AVT: Why communication matters as much as regulation

  • 14 January 2026
AVT: Why communication matters as much as regulation
Natalie Chishick, founder of Chishick Communications (Credit: Tom Gold)

A communications plan is a critical safety tool for ambient voice technology (AVT), writes Natalie Chishick, founder of Chishick Communications

The roll out of AVT has moved faster than almost any other digital tool in the NHS in recent years.

There is an expectation for the NHS to scale AI ‘at pace’. In some organisations – particularly in primary care – it is being embedded into day-to-day clinical practice and helping increase face-to-face patient time despite relentless pressure on the workforce.

Yet, nationally, there is growing recognition that AI tools, including AVT, need clearer oversight.

The Medicines and Healthcare Regulatory Agency (MHRA) is working towards a more comprehensive regulatory approach for AI-enabled technologies.

In certain places, AVT is starting to become business-as-usual. In others – particularly in acute trusts – the focus is squarely on frontline digitisation and electronic patient record rollouts. As a result, AVT is exposing gaps between policy intent and operational reality.

Capability vs reality

On the one hand, there are huge benefits to be had from extensive rollouts.

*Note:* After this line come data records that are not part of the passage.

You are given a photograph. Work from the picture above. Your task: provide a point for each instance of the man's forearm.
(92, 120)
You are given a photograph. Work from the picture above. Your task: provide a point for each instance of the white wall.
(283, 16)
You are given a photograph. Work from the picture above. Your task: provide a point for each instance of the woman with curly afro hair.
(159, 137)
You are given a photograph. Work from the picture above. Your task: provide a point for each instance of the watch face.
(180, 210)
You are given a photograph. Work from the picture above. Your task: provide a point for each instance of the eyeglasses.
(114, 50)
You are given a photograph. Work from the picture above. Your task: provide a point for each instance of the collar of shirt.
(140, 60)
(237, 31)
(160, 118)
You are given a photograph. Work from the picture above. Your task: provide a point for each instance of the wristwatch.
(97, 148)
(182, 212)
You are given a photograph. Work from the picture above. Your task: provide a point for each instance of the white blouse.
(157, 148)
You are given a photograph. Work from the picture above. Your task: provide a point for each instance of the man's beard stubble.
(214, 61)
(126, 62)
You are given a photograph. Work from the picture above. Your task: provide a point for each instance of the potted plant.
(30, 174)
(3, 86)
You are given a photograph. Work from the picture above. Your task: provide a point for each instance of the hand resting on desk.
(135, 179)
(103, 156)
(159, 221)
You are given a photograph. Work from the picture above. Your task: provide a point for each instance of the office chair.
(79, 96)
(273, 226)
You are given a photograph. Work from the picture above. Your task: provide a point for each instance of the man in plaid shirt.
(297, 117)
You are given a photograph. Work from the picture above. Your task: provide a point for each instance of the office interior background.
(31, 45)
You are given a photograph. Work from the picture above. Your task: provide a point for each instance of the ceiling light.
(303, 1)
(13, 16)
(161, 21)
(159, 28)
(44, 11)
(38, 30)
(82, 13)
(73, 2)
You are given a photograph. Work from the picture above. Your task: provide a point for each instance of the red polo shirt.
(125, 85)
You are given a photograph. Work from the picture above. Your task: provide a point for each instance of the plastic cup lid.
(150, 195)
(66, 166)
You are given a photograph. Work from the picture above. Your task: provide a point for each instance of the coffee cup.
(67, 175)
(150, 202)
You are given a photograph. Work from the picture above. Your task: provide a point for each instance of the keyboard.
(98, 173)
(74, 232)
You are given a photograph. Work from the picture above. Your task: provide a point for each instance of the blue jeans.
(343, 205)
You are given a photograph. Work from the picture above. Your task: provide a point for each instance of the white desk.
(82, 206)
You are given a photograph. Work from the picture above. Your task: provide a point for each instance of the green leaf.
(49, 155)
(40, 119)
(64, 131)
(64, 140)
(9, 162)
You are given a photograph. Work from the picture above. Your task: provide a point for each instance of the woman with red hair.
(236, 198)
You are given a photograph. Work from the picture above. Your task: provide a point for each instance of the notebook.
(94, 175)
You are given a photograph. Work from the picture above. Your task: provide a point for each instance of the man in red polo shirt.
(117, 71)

A recent report by the Modality Partnership, the NHS’s largest GP super partnership, found that the AVT tool their staff had been using halved the time GPs spend on clinical documentation.

Likewise in the US, where the technology has been embedded for longer, research from Kaiser Permanente found that 50% of doctors didn’t amend anything in the AVT-written notes six months after implementation.

However, recent anecdotal examples from the NHS have shown blurred boundaries.

Clinicians are discovering that some ambient voice tools are having hallucinations or generating content that edges into clinical decision support without the necessary MHRA regulation.

While government expects progress at pace, the workforce doesn’t feel effectively supported in practice

It’s not possible to determine whether the errors arise due to user behaviour or technology issues, or both, but they are critical factors that need to be addressed.

As one chief information officer pointed out: “You are on your own if you try something and it goes wrong.”

While the government expects progress at pace, the workforce doesn’t necessarily feel effectively supported in practice.

With regulation and governance still evolving, communication needs to be considered as a critical tool for success and patient safety.

Incident communications

Most organisations rolling out ambient voice have focused, rightly, on procurement, information governance and clinical safety sign-off.

However, what happens if there is an issue? How is it identified and escalated? How are staff briefed while the facts are still emerging? What is said to patients if the clinical record is affected? Have plans been agreed with the supplier on their role and the necessary support?

A practical incident communications plan doesn’t need to be overcomplicated or time-consuming. In many instances, it can be an addendum to an existing preparedness plan, if one is already in place.

But without a communications plan, it will take longer to identify, action and resolve certain issues effectively and appropriately. It can be the difference between managing an internal issue and risking patient harm.

And with NHS staff under so much pressure on the frontline, as well as tackling competing digital priorities and having some tools already in use, it’s understandable to think that these factors may not have been considered.

Model for success

Suppliers can and are playing a crucial role in supporting their NHS customers on this journey. For example, by explaining capabilities, limitations and licensing conditions in plain language as part of default training and support rather than treating it as a one-off message or only using it in marketing assets.

This, combined with the robust processes and protocols that AI and AVT suppliers go through to develop their solutions, will help mitigate critical incidents.

In turn, healthcare organisations need to reinforce these messages to staff consistently – not just once a tool has been switched on, but as it becomes business as usual, and as upgrades are made.

A clear internal plan of action – with roles, responsibilities, methods to communicate, levels of escalation and protocols – will also give staff the right resources to know when and how to act.

As AI in healthcare becomes more visible to patients and the public, it’s important to have messages ready to explain both benefits and risks

Externally, transparency and communications matter just as much.

As the use of AI in healthcare becomes more visible to patients and the public, it’s important for organisations to have messages ready to explain both benefits and risks.

And as regulatory expectations advance, boards will be expected to demonstrate oversight. Knowing what tools are in use, how they are governed, and how incidents would be handled in crisis will no longer be a nice-to-have.

Communication sits at the centre of all of this – it links governance to behaviour, policy to practice, and incident response to trust.

Shared responsibility

AI tools such as AVT are clearly part of the solution to unsustainable workloads and growing demand. The problem is that readiness and adoption are varied across the NHS and, in some instances, have run ahead of shared understanding.

Trusts and suppliers that recognise this and work together to set clear expectations, rehearse incident scenarios and communicate openly, will be far better placed as adoption scales and scrutiny increases.

Now is the time to consider communication an integral part of clinical risk management rather than a nice-to-have tool for issues/crisis management.

Communication is one of the few tools we have available to us that can help mitigate the impact on patients as NHS staff embrace these vital new technologies.